Just typing the number is making my stomach knot. Darling husband is coming home to take her to the appointment.
He keeps asking me about what I’m doing, when my classes are and what I have due this week. He’s done everything but flat out ask me, ‘Why, when he’s crazy busy at work, is he coming home to take his much loved eldest daughter to this appointment? Why can’t the stay-at-home Mom/student do it?’
So, I’m telling you. He’s taking her because his wife is a wimp.
Yep, that would be me.
Eldest daughter had a bad experience with a Doctor and a needle when she was about four. She has completely freaked out about needles ever since. Today’s surgery will not be easy for her.
I went to the consult appointment; actually I went to all three because I wanted a few opinions. She cried at each one. I didn’t cry but it was close.
I don’t do well at medical procedures with my kids. They scare me, and I in turn scare my children. In my case, I think avoidance and denial is good. Darling Hubby going in with daughter all calm and confident in my opinion is the better option. Sorry Hubby, but I need you for this one.

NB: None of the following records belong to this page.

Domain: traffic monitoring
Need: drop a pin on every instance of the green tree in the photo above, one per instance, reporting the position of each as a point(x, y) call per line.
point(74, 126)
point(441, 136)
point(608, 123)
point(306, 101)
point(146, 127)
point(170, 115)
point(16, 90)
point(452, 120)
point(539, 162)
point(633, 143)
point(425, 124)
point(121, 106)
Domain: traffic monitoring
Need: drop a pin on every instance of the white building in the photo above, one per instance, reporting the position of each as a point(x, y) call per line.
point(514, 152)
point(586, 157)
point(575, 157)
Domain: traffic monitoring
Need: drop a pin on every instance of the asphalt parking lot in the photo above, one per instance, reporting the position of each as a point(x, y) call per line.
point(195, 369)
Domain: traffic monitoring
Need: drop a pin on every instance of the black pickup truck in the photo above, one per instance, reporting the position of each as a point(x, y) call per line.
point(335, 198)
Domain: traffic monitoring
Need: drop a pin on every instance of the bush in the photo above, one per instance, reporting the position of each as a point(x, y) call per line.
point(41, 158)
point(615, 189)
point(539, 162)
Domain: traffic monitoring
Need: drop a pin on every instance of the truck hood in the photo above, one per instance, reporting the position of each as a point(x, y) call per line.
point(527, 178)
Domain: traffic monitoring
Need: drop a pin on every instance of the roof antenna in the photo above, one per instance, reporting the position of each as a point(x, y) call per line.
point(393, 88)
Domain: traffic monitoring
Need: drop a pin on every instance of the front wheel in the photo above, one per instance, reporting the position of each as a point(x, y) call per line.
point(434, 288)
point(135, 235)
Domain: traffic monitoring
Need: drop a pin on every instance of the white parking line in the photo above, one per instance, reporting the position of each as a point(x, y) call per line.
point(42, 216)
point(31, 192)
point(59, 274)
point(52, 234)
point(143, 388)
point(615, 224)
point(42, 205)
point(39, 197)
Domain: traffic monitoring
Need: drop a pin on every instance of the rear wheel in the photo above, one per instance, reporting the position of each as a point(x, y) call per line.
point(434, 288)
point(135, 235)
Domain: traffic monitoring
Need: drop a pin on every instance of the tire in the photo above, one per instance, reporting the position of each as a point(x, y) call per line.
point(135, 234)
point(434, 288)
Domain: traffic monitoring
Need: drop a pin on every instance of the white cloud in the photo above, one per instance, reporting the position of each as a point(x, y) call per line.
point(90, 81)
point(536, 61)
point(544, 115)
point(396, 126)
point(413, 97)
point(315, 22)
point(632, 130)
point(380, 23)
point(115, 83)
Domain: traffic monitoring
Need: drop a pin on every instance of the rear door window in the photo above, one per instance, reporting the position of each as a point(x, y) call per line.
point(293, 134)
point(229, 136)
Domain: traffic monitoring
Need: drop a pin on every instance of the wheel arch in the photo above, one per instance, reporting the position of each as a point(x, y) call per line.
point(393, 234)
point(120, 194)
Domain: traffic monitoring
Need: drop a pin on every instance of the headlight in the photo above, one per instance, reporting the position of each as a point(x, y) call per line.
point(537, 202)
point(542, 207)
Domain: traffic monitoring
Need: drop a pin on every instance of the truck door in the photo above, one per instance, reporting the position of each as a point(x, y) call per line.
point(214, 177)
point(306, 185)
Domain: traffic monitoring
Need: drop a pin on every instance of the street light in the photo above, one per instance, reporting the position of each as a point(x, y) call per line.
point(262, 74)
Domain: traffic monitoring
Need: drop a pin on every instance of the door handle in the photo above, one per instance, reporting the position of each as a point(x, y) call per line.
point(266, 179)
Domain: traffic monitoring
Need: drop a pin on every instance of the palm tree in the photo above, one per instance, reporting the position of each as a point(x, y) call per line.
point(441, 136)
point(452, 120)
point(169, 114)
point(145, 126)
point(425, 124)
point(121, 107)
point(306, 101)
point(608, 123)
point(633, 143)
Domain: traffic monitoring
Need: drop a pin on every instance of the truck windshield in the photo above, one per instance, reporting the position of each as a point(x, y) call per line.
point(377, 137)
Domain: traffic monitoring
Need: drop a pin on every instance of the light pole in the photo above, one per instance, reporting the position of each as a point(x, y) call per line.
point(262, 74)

They’re giving darling daughter a sedative today before she goes in to have the surgery. When I asked if they could give me one too, they just looked at me kinda funny.
So, I will stay home this afternoon, work on the paper I have due tomorrow and worry. I will be here when she gets back and all the scary parts are over.
Maybe I’ll take her shopping if she’s up to it. Dental surgery and retail therapy – that sounds good, doesn’t it? She is after all much too young for wine.